App size matters I

Have you ever felt like you are King of your Castle, Master of your Domain, you are on top of your game, but you can not really fathom, put into words or numbers the depth of your impact? This is often the case with app performance - we all know it is fine until there is an issue. Then it is not fine. When the rubber hits the road, it is time to hold our ground and be prepared to immediately pinpoint the pain, troubleshoot at the speed of light and ease out the speed bumps.
This is the first of a series of blog articles dedicated to Mobile Apps Performance. Through the course of these articles, you will learn about the importance of performance at Farfetch - a pillar for engineering teams - and how we have come to leverage performance by moulding it into budgeted business cases and factor them into business decisions.
This article will cover the concepts of app size performance: why it matters, its impact and how large app sizes can be detrimental to the business.
App size performance
Large mobile apps are less prone to be installed, more likely to be uninstalled, they take longer to download, and they generate higher expectations, which in turn become more challenging to meet. All in all, big apps mean bad reputation. Pardon my french, but this is no corollary for Succès de scandale - not all publicity is good, some will smear a product beyond repair. The potential backlash brought by large apps and resulting decrease in adoption, shrunk retention and negative chatter, can knock a business off their feet - the opportunity costs of overlooking app bloating are too big for one to disparage. Here’s why.

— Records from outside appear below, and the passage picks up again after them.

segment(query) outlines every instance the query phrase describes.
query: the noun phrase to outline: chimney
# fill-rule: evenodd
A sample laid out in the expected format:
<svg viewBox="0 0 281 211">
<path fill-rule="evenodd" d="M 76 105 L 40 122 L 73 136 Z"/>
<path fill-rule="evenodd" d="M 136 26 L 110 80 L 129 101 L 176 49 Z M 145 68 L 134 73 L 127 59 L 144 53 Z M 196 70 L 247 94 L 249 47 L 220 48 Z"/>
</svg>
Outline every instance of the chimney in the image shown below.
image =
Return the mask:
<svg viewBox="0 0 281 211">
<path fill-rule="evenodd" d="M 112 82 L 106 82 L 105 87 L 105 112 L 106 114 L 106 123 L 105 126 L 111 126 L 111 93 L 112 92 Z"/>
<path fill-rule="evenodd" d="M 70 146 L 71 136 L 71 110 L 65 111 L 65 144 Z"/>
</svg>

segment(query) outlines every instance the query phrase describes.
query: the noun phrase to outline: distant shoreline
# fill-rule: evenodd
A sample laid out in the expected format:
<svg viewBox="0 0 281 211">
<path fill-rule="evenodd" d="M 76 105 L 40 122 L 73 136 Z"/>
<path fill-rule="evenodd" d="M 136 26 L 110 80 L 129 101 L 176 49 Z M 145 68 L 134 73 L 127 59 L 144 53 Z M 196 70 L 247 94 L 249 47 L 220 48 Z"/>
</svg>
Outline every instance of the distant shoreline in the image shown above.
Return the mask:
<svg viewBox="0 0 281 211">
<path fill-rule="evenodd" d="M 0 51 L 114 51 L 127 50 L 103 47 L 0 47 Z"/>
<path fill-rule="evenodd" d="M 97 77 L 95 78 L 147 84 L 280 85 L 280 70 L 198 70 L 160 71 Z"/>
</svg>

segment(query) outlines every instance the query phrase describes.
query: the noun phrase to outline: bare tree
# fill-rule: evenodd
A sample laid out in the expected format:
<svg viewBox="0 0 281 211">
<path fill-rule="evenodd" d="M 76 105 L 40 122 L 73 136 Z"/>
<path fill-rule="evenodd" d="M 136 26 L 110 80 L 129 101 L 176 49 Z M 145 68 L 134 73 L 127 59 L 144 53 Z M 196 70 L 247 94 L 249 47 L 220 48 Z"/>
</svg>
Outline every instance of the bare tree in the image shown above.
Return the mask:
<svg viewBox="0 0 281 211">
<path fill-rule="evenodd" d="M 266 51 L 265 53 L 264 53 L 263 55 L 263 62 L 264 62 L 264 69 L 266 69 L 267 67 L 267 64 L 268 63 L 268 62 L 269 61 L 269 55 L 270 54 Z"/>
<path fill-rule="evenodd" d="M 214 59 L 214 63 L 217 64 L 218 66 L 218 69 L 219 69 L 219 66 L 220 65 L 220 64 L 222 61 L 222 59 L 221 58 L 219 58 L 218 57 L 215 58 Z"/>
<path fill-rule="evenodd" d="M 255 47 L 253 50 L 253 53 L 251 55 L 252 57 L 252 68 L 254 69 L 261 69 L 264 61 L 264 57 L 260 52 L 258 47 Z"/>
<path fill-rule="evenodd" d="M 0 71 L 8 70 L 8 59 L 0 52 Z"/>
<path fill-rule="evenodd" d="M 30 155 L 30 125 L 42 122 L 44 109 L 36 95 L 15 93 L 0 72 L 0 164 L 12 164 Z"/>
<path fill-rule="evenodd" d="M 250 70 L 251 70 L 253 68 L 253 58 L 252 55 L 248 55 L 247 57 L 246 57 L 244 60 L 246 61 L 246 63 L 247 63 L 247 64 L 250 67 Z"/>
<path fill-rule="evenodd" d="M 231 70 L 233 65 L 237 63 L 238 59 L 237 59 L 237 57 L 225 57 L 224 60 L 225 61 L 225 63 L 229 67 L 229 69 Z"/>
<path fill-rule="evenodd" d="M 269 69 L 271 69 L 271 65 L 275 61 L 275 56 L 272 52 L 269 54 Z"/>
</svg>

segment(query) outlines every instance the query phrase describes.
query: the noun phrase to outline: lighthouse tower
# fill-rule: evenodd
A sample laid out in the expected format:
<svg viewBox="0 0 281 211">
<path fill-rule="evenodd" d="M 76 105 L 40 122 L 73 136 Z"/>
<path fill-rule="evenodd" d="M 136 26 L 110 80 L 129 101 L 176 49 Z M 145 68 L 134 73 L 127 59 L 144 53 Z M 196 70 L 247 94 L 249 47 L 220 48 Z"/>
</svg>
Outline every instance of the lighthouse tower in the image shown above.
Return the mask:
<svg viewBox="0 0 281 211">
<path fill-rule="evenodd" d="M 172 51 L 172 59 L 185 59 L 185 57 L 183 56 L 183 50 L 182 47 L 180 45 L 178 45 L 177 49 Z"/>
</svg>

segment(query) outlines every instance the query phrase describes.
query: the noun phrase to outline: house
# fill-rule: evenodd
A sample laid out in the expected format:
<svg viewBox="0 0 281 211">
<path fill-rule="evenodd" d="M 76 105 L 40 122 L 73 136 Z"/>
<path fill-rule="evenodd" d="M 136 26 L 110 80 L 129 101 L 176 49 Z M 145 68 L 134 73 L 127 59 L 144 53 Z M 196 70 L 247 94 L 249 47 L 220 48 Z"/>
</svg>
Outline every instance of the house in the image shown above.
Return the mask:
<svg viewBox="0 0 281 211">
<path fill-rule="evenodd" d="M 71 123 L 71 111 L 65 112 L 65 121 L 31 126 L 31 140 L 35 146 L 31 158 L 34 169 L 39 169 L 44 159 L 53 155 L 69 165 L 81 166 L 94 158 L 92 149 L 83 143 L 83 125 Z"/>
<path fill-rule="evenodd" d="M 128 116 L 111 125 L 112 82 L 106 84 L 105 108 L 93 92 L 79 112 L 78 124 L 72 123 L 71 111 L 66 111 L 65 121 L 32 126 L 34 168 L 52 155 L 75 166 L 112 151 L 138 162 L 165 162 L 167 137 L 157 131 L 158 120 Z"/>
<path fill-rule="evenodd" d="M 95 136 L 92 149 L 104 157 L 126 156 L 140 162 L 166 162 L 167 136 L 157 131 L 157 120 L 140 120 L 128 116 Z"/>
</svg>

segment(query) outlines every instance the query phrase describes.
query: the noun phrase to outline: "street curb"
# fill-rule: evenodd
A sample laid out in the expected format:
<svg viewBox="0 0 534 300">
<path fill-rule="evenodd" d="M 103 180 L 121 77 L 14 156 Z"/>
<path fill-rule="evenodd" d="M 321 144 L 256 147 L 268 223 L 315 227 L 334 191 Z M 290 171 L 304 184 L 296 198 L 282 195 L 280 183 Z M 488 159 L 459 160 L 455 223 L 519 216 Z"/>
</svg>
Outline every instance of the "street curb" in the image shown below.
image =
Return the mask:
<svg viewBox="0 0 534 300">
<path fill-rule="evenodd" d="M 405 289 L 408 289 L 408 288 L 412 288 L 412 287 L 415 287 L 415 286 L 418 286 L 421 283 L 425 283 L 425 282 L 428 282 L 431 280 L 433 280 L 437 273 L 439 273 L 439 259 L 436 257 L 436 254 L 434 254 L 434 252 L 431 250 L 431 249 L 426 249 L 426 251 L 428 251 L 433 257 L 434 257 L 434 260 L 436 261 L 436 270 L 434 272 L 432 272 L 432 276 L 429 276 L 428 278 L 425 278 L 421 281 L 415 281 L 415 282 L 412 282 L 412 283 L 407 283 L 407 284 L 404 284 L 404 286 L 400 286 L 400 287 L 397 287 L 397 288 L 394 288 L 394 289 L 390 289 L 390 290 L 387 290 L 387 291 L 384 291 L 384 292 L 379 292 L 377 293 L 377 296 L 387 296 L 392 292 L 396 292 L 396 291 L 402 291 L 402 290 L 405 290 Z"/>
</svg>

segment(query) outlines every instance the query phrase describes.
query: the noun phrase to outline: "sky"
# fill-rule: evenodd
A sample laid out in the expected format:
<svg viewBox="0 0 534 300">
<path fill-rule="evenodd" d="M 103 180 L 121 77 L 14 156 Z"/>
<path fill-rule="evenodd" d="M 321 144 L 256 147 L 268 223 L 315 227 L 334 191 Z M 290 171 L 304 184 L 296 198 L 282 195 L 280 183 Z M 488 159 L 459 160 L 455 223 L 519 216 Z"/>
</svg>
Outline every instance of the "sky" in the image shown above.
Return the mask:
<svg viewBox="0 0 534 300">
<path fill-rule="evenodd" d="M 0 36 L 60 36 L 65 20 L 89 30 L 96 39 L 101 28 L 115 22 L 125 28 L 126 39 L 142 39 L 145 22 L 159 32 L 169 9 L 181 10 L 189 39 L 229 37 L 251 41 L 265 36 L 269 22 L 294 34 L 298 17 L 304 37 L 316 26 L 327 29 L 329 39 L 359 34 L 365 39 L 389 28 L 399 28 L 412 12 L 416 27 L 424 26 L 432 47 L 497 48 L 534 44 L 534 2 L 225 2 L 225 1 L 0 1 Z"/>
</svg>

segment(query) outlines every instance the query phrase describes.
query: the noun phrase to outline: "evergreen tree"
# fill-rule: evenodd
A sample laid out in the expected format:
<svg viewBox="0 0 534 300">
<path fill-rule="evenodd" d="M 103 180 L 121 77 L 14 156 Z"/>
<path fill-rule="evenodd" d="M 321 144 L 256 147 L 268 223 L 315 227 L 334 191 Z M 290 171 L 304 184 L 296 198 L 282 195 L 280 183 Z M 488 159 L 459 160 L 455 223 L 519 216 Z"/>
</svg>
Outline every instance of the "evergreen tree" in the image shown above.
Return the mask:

Penetrating international markets
Penetrating international markets
According to SensorTower, the top downloaded app sizes have increased to a rhythm paced as high as 1.000x over the past decade. While data from Forbes indicates that cell data download speed has increased by 20% year on year. The gap in download app size versus download speed widens in developing countries where network coverage has not had a strong investment and growth. This influences user behaviour defensively provoking a quest for smaller apps, thus hindering app downloads through cell data in developing markets where data access can be as much as 3.5x more costly than in the US, Europe or China. This thwarts businesses to thrive globally.
Uninstalls
Uninstalls
Larger apps are more prone to get uninstalled first. While hard memory availability has increased by n fold in our pocket devices, so have the resources we fill our drives with - resource availability is nearly as pressing an issue today as it has ever been. Albeit app uninstall stands as a multi-layer metric for success to our apps, pressure for users to uninstall an app is felt harder in correlation to larger app sizes. Once the app is removed from our phones, it stands to reason that it will be harder for the app to get back in. Plus, the uninstall rate can be used by app distributing platforms, the likes of Apple and Google, to rank and market apps in their stores - the uninstall rate effect.
Meeting user expectations
Meeting user expectations
The bigger the app, the more the user expects from it. Download a 500MB calculator and you’ll be quick to revile against the product manager that bloated the app with nugatory third party analytics SDK and tons of pixel wide background images. You will feel the urge to lash out at the developer in charge of putting a continuous integration pipeline in place to give birth to such a misleading purpose app. All you wanted was a calculator. You were led to dream of a powerful and future blasting calculus mean machine. You ended up with a broken dream. So long, customer. We will probably never ever see you again (or your friends and fam!)
Beating the App Bloat
Beating the App Bloat
There are ways we can beat the app bloat. While this article aims not at focusing on such strategies, good etiquette encourages us to share a list of dos and donts. Here is a list we have found useful at Farfetch:
- Optimise app imagery. Follow Apple’s and Google’s sponsored design guidelines to reduce the extra load in local graphic assets to your apps.
- Remove unnecessary files. Run frequent and scheduled maintenance on your codebase, making sure your project is free of dangling files lurking from previously active features that are no longer part of your product.
- Weigh in the value of new third party SDK to partner with - gathering all data is not the end, acting on good data is. Work closely with your Product Management team to challenge the addition or removal of Third Party SDK to your apps.
- Use strategies like app thinning or remote resources to keep your mobile app light and cool.